Recombinant Human Novel Coronavirus Non-structural protein 8 (ns8) is expressed in E. coli, covering the full length of the mature protein from amino acids 16 to 121. This protein is N-terminally 6xHis-tagged and achieves a purity level greater than 90% as confirmed by SDS-PAGE. The product is designed for research use only and is not intended for diagnostic or therapeutic applications.
Non-structural protein 8 (ns8) of the SARS-CoV-2 virus appears to play a crucial role in viral replication and transcription processes. It forms part of the replication-transcription complex that seems essential for viral RNA synthesis. Understanding ns8's function and structure may prove important for coronavirus biology research and the development of potential antiviral strategies.
Potential Applications
Note: The applications listed below are based on what we know about this protein's biological functions, published research, and experience from experts in the field. However, we haven't fully tested all of these applications ourselves yet. We'd recommend running some preliminary tests first to make sure they work for your specific research goals.
SARS-CoV-2 ORF8 is a viral accessory protein that requires precise folding, disulfide bond formation, and proper dimerization for its functional activity in immune evasion (e.g., MHC-I downregulation). The E. coli expression system cannot provide the necessary environment for correct disulfide bond formation and oligomerization. The protein fragment (16-121aa) may lack critical structural elements, and the N-terminal 6xHis tag may interfere with native folding. While the protein may be soluble, it is highly unlikely to achieve the correct disulfide-bonded dimeric structure required for biological activity.

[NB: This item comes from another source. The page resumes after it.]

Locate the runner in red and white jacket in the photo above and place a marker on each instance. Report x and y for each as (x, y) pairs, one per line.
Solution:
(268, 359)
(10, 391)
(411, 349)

1. Antibody Development and Characterization
This application is highly suitable as antibody development relies on antigenic sequence recognition, not native folding. The protein can generate antibodies against linear epitopes of ORF8. However, antibodies may not recognize conformational epitopes dependent on disulfide bonds or dimerization.
2. Biochemical and Biophysical Characterization
These studies can assess physical properties (e.g., size, aggregation) but cannot confirm native structure. Techniques like SEC may detect oligomerization, but cannot distinguish native dimers from aggregates.
3. ELISA-Based Binding Assays
ELISA depends on epitope recognition, not functional conformation. This application is suitable for detecting antibodies or other binders to linear epitopes. However, it cannot model native protein interactions due to likely misfolding.
Final Recommendation & Action Plan
The E. coli-expressed ORF8 fragment is unsuitable for functional studies due to probable misfolding and lack of disulfide bonds. It can be used for antibody production (Application 1) and basic biophysical characterization (Application 2), but avoid interaction studies and functional binding assays. For authentic ORF8 research, use a mammalian-expressed protein with proper disulfide bonding. Begin with biophysical characterization to assess aggregation state. Proceed with antibody development for linear epitopes. All functional applications require alternative protein sources with verified disulfide bonding and dimerization.